Standout features include:

• A modular cell stack integrated with onboard compression and digital control.
• Operation at moderate pressures to curb energy use compared to high-pressure mechanical compressors.
• Scalability—from small pilot flows to the higher throughput newer fabs demand.

Strategic Partnership and Roles

This collaboration pairs HyET Hydrogen—the technology provider—with Nippon Sanso—the customer and system integrator for semiconductor specialty gases. Talks kicked off in 2024 to tailor the platform for ultra-high purity needs, spawning prototype trials and pilot skids before arriving at this successful FAT.

MTSA, a Netherlands-based engineering contractor, handled EPC subtasks to ensure the skid packages comply with local electrical and safety standards. During the FAT, recovery rates and performance metrics met Nippon Sanso’s strict criteria for UHP gas streams.

Market and Sustainability Context

Chipmakers across Asia, Europe and North America are juggling surging demand for EV, AI and 5G chips with supply chain challenges. On top of that, green manufacturing mandates and net-zero pledges are forcing fabs to shrink their process emissions. That’s where on-site hydrogen recycling shines—recover vented gas, slash fresh gas purchases, and lower the CO₂ footprint tied to transport and production.

By integrating electrochemical purification, fabs can tap upstream green hydrogen sources like electrolyzers while boosting overall efficiency in their hydrogen infrastructure.

Company Background

HyET Hydrogen was founded in 2008 by Rombout Swanborn and quickly carved out a niche in electrochemical compression and purification. The launch of its first commercial unit, the HCS 100, in 2017 marked the shift from R&D to real-world deployments. Today, HyET’s modules serve a spectrum of applications—from building heat & power systems at around 2 kg/day up to hydrogen fueling stations near 2,000 kg/day.

After relocating to Arnhem in late 2025, HyET also opened a subsidiary in California to better support North American fab investments and clean energy initiatives.

Industry Implications

Recovering vented hydrogen rather than simply emitting it marks a major departure from long-standing practice. As chipmakers seek every efficiency gain, installing on-site hydrogen recycling could become standard in new fab designs and retrofit projects alike.

Possible ripple effects include:

• Reduced dependence on external gas deliveries, lightening logistics pressures.
• Operational savings that can be channeled into process innovation or capacity growth.
• Tighter alignment with corporate sustainability targets and emerging regulations.

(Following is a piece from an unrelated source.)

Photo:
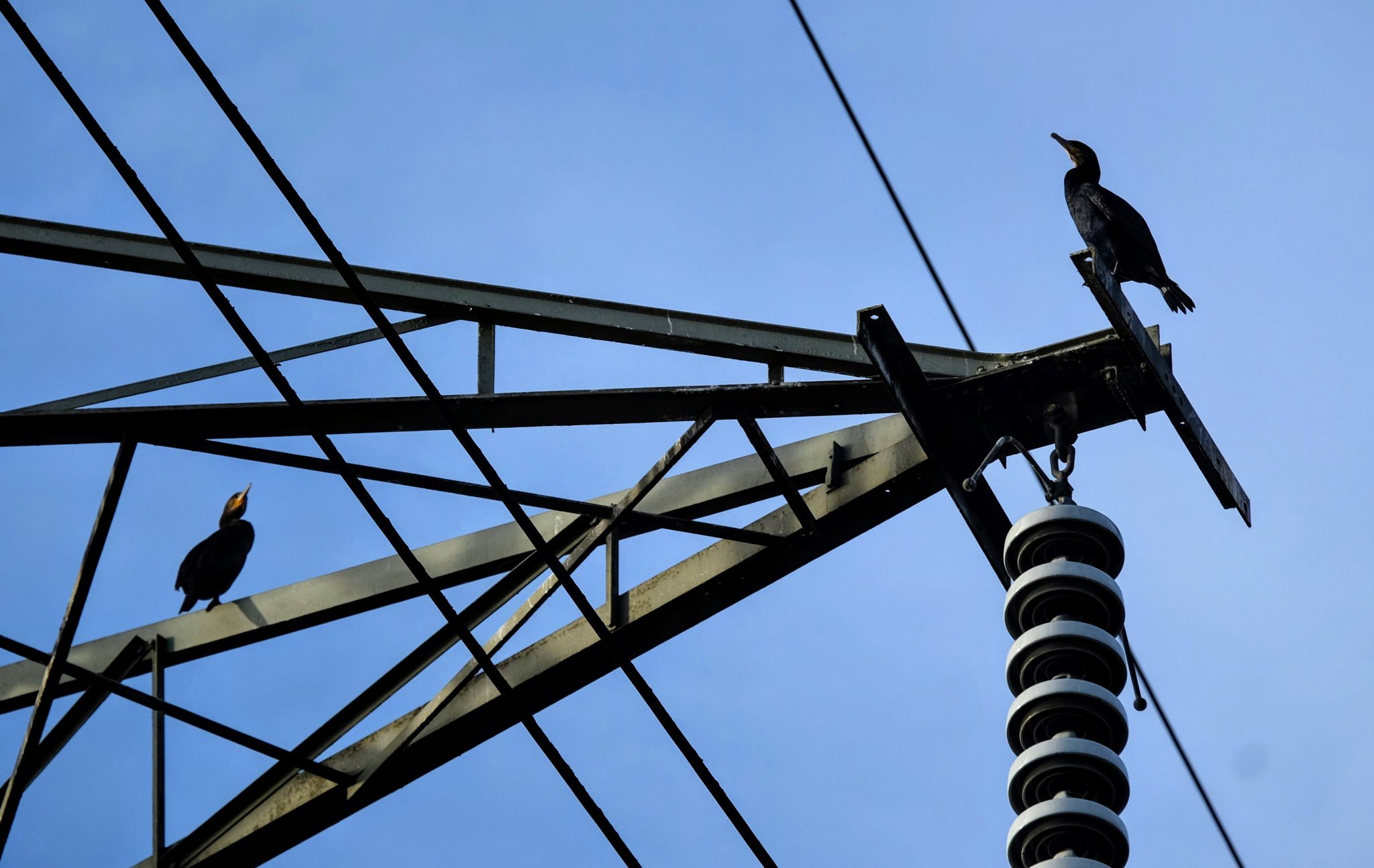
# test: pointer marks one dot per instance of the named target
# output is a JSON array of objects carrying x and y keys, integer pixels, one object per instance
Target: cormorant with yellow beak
[{"x": 212, "y": 566}]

Environmental and Economic Impact

Turning vented streams into high-grade UHP hydrogen shrinks a fab’s annual gas bill and the CO₂ footprint linked to production and transport. HyET Hydrogen estimates that electrochemical purification could cut purification costs to just 15–20% of traditional methods, though independent verification is still pending.

Key benefits include:

• Minimized hydrogen waste and a lower carbon footprint.
• Ongoing cost savings through reduced gas consumption.
• Stronger on-site supply chain control in a volatile market.

Next Steps and Outlook

With the FAT behind them, the partners are gearing up for site acceptance tests at an active semiconductor fab. While they haven’t nailed down commercial commissioning dates yet, early adopter facilities in Asia and North America are already in line.

Independent testing will be key to validate both performance and cost-saving claims. If the results stack up, HyET Hydrogen and Nippon Sanso could set a new gold standard for hydrogen infrastructure in high-tech manufacturing, accelerating the journey toward industrial decarbonization.